Finally, the study is correlational in nature. Specifically, our analysis targets receptors and transporters whose spatial distributions constrain the cortical topography of learning-related effects; other receptors or transporters (particularly those with relatively homogeneous cortical distributions) may still play a role without imposing such spatial constraints. Nonetheless, our results complement causal evidence from pharmacological manipulations (48; 49) and extend the pharmacological approach by jointly evaluating multiple neuromodulatory systems. In doing so, we not only reinforce neuromodulatory accounts of adaptive learning but also identify new specific receptor-level hypotheses that can be tested in future experimental and pharmacological studies.

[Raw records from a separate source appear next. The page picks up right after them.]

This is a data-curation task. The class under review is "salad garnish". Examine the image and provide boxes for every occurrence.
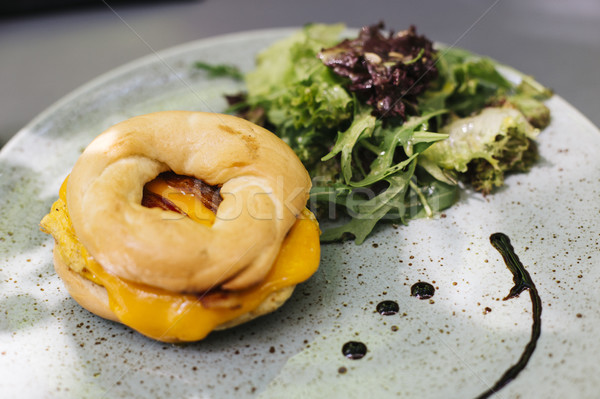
[196,23,552,244]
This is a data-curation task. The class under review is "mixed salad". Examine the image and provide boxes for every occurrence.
[196,23,552,243]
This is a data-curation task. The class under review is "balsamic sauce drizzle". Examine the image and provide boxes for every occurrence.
[476,233,542,399]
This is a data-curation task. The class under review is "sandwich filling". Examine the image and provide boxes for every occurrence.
[41,177,320,342]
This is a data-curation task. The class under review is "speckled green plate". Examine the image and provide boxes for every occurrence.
[0,29,600,398]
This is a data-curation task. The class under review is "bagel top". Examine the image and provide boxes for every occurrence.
[67,111,311,292]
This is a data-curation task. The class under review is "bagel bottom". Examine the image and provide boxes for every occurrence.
[41,188,320,342]
[53,246,296,334]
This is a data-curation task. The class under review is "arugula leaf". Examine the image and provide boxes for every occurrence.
[199,24,551,244]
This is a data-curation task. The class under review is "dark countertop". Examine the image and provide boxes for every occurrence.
[0,0,600,145]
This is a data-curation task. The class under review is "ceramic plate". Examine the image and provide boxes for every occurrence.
[0,29,600,398]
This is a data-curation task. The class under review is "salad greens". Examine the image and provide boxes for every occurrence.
[196,24,552,244]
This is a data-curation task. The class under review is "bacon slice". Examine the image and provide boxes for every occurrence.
[142,172,223,216]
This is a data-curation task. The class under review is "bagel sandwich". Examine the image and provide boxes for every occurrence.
[40,111,320,342]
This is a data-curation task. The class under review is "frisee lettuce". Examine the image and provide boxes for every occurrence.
[197,24,551,244]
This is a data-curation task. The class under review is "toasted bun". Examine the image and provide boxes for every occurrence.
[53,245,295,342]
[67,111,311,292]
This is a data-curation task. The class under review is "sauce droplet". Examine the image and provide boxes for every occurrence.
[410,281,435,299]
[477,233,542,399]
[342,341,367,360]
[377,301,400,316]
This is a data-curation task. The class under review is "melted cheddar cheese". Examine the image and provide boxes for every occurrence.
[41,180,320,342]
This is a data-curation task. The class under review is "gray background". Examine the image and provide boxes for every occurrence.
[0,0,600,145]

In summary, we showed that distinct receptor and transporter patterns underlie the topography of learning-related activity in the brain. Our results demonstrate that linking fMRI effect maps to receptor/transporter topographies makes it possible to identify neuromodulatory pathways associated with specific computational variables, such as confidence and surprise. These findings provide a framework for probing the neuromodulatory basis of cognition and for developing receptor/transporter-level theories of cognitive function.

4 Methods and Materials

All code that was used to perform the analyses can be found at https://github.com/TheComputationalBrain/NeuroMod.

4.1 fMRI datasets

To the best of our knowledge, subject-level fMRI effects maps for surprise and confidence in learning tasks (estimated while controlling for other factors, see below) are not openly available. We therefore first computed subject-level effect maps associated with confidence and surprise from a few datasets from which we could obtain the raw data in order to ensure consistent analysis methods across studies. All datasets stemmed from experiments that were approved by an Ethics Committee (Study 1: CPP-100032 Ile-de-France VII, Study 2: CPP-100055 Sud-Ouest et Outre Mer III; Study 3: CPP 08–021 Ile de France VII; Study 4: CPP-100-050 Ile de France III), and subjects gave informed consent prior to participating.

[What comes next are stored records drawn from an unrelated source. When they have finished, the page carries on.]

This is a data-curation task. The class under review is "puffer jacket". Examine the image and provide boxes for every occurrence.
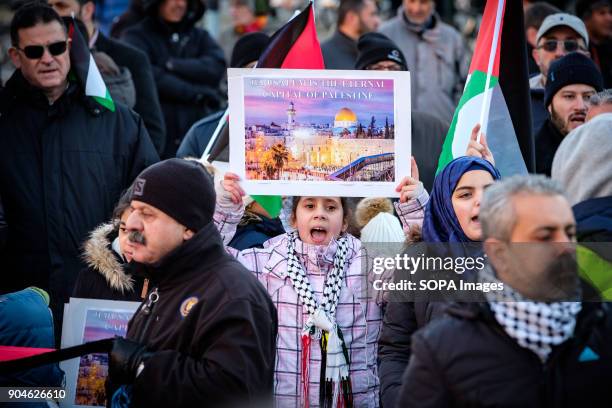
[215,193,426,408]
[379,7,469,123]
[72,223,146,302]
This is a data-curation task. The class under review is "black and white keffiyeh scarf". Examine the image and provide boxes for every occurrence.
[479,265,582,362]
[287,231,353,408]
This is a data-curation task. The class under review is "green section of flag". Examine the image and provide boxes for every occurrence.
[92,88,115,112]
[251,195,283,218]
[436,71,499,174]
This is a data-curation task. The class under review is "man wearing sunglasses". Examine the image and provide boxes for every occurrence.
[47,0,166,154]
[529,13,589,134]
[0,3,159,342]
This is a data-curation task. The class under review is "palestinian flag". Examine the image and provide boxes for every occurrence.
[438,0,535,176]
[252,2,325,217]
[68,17,115,112]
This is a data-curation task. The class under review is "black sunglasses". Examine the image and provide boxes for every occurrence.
[15,41,68,59]
[538,40,585,52]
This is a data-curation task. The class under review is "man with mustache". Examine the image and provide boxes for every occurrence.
[108,159,277,407]
[535,52,603,177]
[396,176,612,408]
[0,2,159,337]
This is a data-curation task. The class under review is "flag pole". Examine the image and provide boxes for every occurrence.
[477,0,506,143]
[200,106,229,161]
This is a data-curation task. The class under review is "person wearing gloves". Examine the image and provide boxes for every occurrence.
[395,176,612,408]
[0,286,64,396]
[215,173,430,407]
[107,159,277,407]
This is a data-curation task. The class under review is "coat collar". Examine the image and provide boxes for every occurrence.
[83,223,134,293]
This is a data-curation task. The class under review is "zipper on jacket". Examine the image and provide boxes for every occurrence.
[137,288,159,343]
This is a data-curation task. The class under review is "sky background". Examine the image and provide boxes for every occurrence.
[244,77,394,126]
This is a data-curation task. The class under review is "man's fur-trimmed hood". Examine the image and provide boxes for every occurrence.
[83,223,134,293]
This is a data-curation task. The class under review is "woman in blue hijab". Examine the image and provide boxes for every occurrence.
[422,156,501,242]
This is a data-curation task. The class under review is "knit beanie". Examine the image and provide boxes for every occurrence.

Specifically, we analyzed 4 fMRI datasets of learning under uncertainty that differed in terms of sensory modality (visual vs auditory), structure (Bernoulli vs. Gaussian distribution vs. transition probabilities), and estimate to learn (probability vs magnitude). Studies 1-3 were probability learning tasks (Figure 1A), and Study 4 was a learning and decision-making task (Figure 1B). In all tasks, the latent variable to learn could change suddenly and unpredictably and subjects were informed about the generative process underlying the sequence in a non-technical way.

4.1.1 Study 1

comprises 7T fMRI data from (21). 26 participants were presented with a visual sequence composed of two Gabor patches without perceptual ambiguity drawn from a Bernoulli process. Occasionally, participants reported their estimate for one of the stimuli as well as their confidence about this estimate.

4.1.2 Study 2

consists of yet unpublished 3T data in which 55 participants were presented with an auditory sequence of two tones. The tones were determined by a Bernoulli process and participants were occasionally asked to indicate their estimate for the probability of a sound and their confidence in this estimate. This study did not provide full brain coverage, as it focused on subcortical structures (mean coverage: 74.2%, SEM: 0.6). Six subjects were removed for measures of explained variance, due to significantly lower coverage than the rest of the subjects (mean coverage: 54.2%, SEM: 4.8).

4.1.3 Study 3

was previously published in (22) and consists of 3T data from 21 participants learning the transition probabilities between two stimuli in the presented sequence. Both auditory and visual sequences were used in distinct sessions. Participants occasionally reported their confidence in the next stimulus given the identity of the previous one.

4.1.4 Study 4

consists of yet unpublished 3T data from a magnitude (reward) learning task described in (23). 56 participants performed a sequence of choices in a two-armed bandit task trying to maximize cumulative reward, which required learning the underlying reward level for two choices with independently evolving reward distributions. They were presented with a reward between 1 and 100 points for the chosen option. Subjects were asked occasionally to make explicit reports of their reward level estimate as well as confidence about this estimate.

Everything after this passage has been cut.